No estamos exagerando. ¿Qué tal esta perogrullada?: «Cuando
decimos que esto es justo y aquello es injusto tenemos una concepción de la
justicia social». Claro, de lo contrario sería imposible decir la frase. Es
como si Dubet dijera que es necesario tener alguna idea de las palabras con las
que uno hace sus frases. De otro lado, que cada uno tenga una concepción de la
justicia social, ¿no es justamente algo a explicar? Lo decimos porque tales
concepciones, en un nivel de análisis, no hacen conjunto, no se definen
solidariamente con otros conceptos relativos a lo social, que es lo que
supuestamente haría la sociología; y, en otro nivel, tienen un grado de
similitud que más allá de hablar de que tenemos una concepción de la justicia
social, tendría que alertar al sociólogo acerca de la existencia de una matriz
social (no individual, no voluntaria) de producción de “concepciones” y, de
nuevo, es algo que supuestamente tendría que investigar la sociología.
Veamos el ejemplo de Dubet: «podemos decir que tal salario es
justo porque corresponde al esfuerzo y a la cualificación del trabajador, o que
es injusto porque el trabajador no es suficientemente bien remunerado». Parece
que hubiéramos retrocedido un par de siglos. ¿Acaso los asuntos de la
sociología están a escala de la sensibilidad?, ¿no son sus categorías más bien de
orden inteligible? ¿Es la plusvalía —para
poner un ejemplo— algo que “corresponda al esfuerzo y a la calificación”? ¿No
se trataría de un juicio sin referente alguno? ¿No se trataría justamente de
una justificación de la injusticia
social? La frase “tiene el salario que corresponde al esfuerzo y a la
cualificación”, parece ser de un empresario —o de un empleado del ministerio de
trabajo—, pero no de un sociólogo...
2. Ante la pregunta de cuál es la relación entre justicia
social y escuela, Dubet responde: «Una escuela justa debe permitir a todos sus
estudiantes conseguir logros en función de su trabajo y su talento. Una escuela
es injusta cuando los logros de los estudiantes dependen de las condiciones
sociales y de los ingresos de sus familias. Desde este punto de vista, casi
todas las escuelas en el mundo son injustas, porque los estudiantes de clases
favorecidas tienen mejores resultados que aquellos de clases desfavorecidas».

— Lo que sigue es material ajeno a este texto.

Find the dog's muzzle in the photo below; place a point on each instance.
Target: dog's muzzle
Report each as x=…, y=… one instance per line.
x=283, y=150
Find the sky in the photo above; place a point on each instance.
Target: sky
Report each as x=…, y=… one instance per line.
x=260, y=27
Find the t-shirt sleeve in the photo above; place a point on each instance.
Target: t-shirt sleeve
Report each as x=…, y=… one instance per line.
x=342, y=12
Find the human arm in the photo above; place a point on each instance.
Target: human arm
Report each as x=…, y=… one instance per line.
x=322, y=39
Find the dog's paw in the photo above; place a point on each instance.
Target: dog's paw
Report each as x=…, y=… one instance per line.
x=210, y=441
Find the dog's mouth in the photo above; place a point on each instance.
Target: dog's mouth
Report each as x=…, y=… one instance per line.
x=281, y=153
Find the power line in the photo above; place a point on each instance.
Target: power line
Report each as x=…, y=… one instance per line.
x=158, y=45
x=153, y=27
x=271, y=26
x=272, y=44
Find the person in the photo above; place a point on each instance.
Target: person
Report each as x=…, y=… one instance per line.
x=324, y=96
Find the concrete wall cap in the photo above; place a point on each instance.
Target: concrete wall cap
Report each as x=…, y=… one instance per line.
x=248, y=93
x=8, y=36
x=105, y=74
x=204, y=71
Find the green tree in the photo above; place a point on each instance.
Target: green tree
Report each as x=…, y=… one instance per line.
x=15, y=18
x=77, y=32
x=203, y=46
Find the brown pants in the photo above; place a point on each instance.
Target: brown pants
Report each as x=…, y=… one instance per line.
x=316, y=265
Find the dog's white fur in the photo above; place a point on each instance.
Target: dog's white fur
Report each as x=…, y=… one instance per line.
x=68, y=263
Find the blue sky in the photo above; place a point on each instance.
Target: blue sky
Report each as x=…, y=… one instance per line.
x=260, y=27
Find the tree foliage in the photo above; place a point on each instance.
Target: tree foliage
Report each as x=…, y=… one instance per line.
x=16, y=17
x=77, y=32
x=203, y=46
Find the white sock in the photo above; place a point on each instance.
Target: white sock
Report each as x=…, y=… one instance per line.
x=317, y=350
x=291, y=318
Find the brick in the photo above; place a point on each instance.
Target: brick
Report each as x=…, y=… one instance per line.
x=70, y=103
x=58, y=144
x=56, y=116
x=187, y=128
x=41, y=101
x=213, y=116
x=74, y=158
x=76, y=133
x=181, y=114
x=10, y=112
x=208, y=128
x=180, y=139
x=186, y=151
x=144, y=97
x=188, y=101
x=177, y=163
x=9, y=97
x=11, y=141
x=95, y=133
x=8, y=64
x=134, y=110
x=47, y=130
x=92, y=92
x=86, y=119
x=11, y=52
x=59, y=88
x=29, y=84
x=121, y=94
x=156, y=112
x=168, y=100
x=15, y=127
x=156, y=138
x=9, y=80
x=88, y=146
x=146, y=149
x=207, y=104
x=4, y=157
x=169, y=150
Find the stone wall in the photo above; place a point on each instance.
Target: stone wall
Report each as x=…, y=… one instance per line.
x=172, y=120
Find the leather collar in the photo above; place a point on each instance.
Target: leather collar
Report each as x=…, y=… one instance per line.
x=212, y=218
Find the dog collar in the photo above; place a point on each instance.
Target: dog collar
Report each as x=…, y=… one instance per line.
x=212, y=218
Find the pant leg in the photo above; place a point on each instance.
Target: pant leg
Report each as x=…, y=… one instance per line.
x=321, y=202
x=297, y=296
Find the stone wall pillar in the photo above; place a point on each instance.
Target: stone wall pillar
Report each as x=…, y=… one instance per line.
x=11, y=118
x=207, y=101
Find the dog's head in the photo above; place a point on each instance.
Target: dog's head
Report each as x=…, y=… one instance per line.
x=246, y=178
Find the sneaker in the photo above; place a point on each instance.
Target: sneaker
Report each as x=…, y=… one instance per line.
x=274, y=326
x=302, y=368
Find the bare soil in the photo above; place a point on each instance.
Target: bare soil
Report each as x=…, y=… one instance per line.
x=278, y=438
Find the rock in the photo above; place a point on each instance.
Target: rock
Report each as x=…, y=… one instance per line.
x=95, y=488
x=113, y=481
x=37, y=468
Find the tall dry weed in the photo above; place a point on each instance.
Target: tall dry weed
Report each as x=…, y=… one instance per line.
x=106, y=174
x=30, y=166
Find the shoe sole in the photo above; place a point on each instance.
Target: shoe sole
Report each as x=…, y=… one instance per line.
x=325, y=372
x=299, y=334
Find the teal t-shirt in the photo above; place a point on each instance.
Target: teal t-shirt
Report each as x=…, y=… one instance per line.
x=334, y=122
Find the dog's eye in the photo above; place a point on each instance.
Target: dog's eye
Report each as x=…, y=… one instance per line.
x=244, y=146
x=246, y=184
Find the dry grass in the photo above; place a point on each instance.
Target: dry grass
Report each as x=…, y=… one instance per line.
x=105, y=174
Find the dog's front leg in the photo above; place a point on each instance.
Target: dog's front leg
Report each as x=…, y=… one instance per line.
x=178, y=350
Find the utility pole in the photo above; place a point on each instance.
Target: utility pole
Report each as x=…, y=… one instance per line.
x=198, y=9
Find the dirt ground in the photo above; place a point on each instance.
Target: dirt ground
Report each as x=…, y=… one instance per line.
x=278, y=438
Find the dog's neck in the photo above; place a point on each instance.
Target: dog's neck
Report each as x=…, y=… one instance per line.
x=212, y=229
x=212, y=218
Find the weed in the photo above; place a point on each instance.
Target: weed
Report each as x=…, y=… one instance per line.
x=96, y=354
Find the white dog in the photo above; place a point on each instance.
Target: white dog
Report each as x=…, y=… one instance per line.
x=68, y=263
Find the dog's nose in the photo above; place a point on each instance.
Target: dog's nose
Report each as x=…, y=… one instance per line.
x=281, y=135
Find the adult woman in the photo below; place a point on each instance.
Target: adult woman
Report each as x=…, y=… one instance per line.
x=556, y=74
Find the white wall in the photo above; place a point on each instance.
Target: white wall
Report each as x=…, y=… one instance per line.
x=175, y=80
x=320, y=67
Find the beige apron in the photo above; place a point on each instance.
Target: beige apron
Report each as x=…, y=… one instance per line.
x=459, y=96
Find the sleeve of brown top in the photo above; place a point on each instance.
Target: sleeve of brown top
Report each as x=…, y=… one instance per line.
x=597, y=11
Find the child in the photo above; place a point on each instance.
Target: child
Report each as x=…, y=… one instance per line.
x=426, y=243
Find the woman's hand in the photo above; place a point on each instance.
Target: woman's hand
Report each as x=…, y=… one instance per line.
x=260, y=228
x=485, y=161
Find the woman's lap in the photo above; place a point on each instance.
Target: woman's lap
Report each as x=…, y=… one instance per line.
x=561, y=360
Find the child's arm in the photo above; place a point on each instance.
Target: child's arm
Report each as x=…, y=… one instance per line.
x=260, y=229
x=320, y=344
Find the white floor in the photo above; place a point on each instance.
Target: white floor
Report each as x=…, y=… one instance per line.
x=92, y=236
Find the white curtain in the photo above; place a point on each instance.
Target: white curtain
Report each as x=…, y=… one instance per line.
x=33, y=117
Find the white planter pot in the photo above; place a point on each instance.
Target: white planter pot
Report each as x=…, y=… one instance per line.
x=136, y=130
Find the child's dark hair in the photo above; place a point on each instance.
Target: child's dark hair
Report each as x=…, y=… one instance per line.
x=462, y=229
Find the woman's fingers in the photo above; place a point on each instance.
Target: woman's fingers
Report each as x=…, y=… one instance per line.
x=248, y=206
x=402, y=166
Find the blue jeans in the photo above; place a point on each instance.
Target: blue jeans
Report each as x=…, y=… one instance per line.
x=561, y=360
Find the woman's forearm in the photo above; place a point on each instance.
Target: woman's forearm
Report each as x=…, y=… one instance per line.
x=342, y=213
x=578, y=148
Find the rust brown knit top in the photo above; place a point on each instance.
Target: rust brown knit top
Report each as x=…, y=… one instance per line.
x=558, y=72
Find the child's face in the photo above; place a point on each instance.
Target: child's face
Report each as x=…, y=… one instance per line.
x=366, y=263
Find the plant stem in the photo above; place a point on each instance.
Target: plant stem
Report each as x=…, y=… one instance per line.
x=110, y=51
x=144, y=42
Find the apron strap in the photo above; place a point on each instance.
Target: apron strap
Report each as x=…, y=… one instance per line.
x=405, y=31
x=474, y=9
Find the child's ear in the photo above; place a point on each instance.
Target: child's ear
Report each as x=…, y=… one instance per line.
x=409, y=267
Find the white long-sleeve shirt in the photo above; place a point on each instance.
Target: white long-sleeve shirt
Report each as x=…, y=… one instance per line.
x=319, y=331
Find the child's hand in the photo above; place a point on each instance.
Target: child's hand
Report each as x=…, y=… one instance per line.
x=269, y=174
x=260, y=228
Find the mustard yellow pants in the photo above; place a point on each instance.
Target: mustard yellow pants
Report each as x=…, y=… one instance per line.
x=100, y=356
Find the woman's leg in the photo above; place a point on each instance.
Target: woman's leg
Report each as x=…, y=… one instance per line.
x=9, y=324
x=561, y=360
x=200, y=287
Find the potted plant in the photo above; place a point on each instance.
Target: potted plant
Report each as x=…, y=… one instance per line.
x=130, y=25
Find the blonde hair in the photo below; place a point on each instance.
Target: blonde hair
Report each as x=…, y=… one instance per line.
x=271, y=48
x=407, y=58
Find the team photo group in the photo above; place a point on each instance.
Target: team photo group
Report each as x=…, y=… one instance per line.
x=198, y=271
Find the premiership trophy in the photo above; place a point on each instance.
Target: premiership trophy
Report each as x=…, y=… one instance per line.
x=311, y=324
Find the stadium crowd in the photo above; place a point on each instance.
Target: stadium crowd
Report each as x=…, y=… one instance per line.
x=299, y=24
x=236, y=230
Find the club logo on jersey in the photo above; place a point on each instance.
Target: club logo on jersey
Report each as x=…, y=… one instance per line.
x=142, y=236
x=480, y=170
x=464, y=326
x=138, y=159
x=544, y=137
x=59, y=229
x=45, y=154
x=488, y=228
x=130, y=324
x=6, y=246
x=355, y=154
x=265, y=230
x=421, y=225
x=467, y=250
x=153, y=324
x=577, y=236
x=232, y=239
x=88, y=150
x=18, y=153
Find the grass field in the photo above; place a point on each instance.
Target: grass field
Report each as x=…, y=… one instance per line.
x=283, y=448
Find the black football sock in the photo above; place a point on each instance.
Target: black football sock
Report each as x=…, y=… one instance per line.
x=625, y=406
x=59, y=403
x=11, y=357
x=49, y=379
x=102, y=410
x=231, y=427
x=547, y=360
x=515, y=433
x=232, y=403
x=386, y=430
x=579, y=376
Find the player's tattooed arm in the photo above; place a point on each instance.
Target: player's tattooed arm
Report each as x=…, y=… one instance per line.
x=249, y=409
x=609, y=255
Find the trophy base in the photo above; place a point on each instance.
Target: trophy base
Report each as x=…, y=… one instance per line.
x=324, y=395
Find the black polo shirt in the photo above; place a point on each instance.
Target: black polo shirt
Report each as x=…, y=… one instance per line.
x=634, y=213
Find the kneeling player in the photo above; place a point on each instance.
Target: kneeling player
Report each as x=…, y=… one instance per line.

Veamos la respuesta con detalle: de un lado, la idea de “resultados”,
que se toma como algo dado, como algo que no necesita explicación sociológica,
es relativa a las evaluaciones masivas (¿de qué otra fuente se puede beber para
tener esa capacidad comparativa?). Además, a las evaluaciones que comprometen a
varios países, dado que Dubet se permite hacer comparaciones entre países. Es
decir, su idea no interroga las evaluaciones masivas; es, más bien, una sugerencia
de cómo mejorarlas. Ahora bien, mientras la comprobación de que los estudiantes
de clases favorecidas tienen mejores resultados que aquellos de clases
desfavorecidas le sirve a Dubet para decir que eso es “injusto”, a sociólogos
como Bernstein o Bourdieu les sirve para mostrar que la escuela es un lugar
donde se reproduce la desigualdad, dadas ciertas condiciones estructurales.
Puede que nos parezca injusto... el asunto es que no cesa de producirse ese
efecto. La escuela no es el lugar donde se imparte justicia
—extraterritorialidad que habrían de explicar quienes así opinan—, sino un lugar
donde, entre otras cosas, se reproduce la desigualdad.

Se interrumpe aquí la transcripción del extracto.